Carlos Sanches is a familiar face at tournaments around the world. The ATP Supervisor keeps things running behind the scenes while the on-court action headlines the show.
In January it was the turn of the Sanches’ hard work in the background to be recognised as he was named Tennis Personality of the Year at the Gala Do Desporto, considered the most prestigious sports awards in his homeland.
“Of course, I’m proud to get this award,” Sanches told ATPTour.com this week. “This is like a recognition of my career and [while] it was important to [me] personally, [it is] also important for officiating. It’s not about me, but the work.
“[It was a] special recognition to put my name on that award. Normally we [supervisors] don’t show up, we are behind the curtain, so it was something new.
“I had the support of the Portuguese Tennis Federation which was important, and it was thanks to them also because they knew my career and they wanted me to be selected for this award.”

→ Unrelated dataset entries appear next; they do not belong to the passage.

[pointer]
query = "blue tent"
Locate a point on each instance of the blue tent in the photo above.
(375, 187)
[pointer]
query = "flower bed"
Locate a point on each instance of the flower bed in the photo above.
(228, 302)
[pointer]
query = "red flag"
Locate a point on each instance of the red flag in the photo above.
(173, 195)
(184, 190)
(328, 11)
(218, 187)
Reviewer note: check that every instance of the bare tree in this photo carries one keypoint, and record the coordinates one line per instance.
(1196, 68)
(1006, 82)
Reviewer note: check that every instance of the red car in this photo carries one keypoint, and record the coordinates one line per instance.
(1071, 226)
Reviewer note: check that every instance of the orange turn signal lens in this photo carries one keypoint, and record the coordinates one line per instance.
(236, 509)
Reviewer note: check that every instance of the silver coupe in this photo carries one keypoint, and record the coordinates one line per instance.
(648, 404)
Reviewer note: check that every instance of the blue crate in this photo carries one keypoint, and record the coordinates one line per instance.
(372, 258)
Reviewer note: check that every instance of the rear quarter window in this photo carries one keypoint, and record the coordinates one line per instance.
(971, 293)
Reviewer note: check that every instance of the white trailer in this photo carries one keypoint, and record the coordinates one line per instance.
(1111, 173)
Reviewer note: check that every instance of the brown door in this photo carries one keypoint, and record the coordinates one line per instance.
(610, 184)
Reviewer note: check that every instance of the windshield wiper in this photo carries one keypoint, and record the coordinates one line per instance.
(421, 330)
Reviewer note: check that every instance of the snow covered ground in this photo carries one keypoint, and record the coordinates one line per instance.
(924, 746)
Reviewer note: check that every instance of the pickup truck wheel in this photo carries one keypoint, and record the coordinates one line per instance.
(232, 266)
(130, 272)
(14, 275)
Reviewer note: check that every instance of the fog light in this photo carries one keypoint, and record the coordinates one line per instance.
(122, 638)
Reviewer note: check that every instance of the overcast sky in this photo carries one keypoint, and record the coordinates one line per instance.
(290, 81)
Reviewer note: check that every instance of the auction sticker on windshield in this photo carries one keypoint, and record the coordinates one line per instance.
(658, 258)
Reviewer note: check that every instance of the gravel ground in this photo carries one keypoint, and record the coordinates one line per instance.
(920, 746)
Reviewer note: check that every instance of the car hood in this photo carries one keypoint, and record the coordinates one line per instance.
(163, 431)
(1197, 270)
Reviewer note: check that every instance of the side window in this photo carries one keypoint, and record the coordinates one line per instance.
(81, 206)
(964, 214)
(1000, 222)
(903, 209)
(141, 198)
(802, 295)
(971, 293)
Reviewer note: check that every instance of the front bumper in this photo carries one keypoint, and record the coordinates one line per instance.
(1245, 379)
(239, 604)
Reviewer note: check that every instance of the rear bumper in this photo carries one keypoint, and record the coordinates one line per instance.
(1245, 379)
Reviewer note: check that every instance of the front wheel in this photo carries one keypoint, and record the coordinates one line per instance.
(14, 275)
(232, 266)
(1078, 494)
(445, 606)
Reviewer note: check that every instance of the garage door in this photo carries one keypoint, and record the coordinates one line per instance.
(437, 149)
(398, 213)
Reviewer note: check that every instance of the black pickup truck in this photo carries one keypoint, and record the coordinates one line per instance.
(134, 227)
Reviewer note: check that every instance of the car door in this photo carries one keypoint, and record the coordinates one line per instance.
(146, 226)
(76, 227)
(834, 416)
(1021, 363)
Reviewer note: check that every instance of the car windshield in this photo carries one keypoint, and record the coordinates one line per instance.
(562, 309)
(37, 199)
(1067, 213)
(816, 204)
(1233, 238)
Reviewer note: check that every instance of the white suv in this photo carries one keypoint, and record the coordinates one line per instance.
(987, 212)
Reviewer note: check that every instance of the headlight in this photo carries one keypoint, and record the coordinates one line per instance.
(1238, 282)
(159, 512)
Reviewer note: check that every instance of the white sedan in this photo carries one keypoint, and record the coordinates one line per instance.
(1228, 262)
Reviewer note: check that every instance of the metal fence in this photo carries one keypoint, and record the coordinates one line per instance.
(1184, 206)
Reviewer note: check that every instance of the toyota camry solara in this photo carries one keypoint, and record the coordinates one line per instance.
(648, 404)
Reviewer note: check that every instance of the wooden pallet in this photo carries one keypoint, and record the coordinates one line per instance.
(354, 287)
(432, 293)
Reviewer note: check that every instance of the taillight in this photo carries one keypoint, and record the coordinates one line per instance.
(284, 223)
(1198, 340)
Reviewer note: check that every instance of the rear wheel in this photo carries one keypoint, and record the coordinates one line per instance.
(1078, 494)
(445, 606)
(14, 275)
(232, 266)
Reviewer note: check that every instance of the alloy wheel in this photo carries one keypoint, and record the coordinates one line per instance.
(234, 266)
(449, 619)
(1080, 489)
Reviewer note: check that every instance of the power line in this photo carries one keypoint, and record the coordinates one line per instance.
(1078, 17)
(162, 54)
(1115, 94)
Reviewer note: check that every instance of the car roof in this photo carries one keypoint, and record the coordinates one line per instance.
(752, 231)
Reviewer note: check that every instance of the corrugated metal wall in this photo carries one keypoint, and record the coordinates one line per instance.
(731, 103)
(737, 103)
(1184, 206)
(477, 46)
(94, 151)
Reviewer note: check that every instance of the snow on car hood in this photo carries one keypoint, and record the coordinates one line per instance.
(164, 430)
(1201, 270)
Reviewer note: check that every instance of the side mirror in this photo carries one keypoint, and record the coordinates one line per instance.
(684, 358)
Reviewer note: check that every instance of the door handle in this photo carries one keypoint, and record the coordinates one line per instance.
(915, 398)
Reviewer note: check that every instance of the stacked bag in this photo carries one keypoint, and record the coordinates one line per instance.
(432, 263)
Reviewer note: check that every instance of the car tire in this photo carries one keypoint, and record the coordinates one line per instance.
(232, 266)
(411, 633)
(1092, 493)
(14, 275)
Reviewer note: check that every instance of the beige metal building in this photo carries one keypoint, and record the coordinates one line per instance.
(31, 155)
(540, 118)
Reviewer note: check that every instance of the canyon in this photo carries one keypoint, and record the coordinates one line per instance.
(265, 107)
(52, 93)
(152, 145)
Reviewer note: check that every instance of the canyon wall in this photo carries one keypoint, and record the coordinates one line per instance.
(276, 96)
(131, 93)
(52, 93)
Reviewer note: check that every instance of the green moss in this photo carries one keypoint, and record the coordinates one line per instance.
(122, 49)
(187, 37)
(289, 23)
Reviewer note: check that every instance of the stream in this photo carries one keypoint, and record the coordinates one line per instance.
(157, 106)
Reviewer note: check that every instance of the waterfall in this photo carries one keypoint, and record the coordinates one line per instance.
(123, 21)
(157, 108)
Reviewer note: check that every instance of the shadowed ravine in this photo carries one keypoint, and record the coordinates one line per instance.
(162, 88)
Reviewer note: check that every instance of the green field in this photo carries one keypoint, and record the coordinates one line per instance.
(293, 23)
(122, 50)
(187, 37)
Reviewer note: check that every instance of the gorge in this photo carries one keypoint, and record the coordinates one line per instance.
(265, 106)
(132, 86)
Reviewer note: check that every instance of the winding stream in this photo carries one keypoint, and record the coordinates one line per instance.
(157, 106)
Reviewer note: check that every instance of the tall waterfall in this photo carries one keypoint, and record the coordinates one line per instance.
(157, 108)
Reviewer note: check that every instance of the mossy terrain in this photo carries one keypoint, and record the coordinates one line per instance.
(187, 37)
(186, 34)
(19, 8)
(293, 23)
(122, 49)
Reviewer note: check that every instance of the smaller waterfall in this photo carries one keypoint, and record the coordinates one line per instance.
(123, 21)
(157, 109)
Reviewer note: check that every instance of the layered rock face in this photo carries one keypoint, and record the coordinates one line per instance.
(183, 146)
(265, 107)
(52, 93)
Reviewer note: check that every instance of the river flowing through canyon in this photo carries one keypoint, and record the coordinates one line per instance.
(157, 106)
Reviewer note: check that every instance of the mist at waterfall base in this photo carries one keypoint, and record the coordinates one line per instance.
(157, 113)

Sanches enjoyed a brief change of scene at the glamourous ceremony, which is held annually and shown live on Portuguese television. “It was the first time I went to awards like this, and it was a nice experience seeing so many people,” he said. “It was packed, there were crowds, all important people around that were invited for different sports. It was a very good experience.”
Sanches started his career as a chair umpire before he became a tournament supervisor for the ATP Challenger Tour in 2001. In 2006 he moved onto the ATP Tour, where he has worked ever since.
All this experience means Sanches is well-placed to identify some basic principles for good officiating. “Always be fair, make the right judgements at the right time,” he said. “Be calm, try to have good communication with players and with the tournaments. Those are the qualities I think an official needs to have.”
Like everyone else on tour, Sanches is used to life on the road. In 2022 he has already worked in Adelaide, Cordoba, Buenos Aires, and Rio de Janeiro, and he now looks forward to the European clay-court swing. The travel schedule can be tough, but he enjoys the variety the tour brings. “I think all [the places] have something special,” Sanches said, “And it’s [just] part of our job.”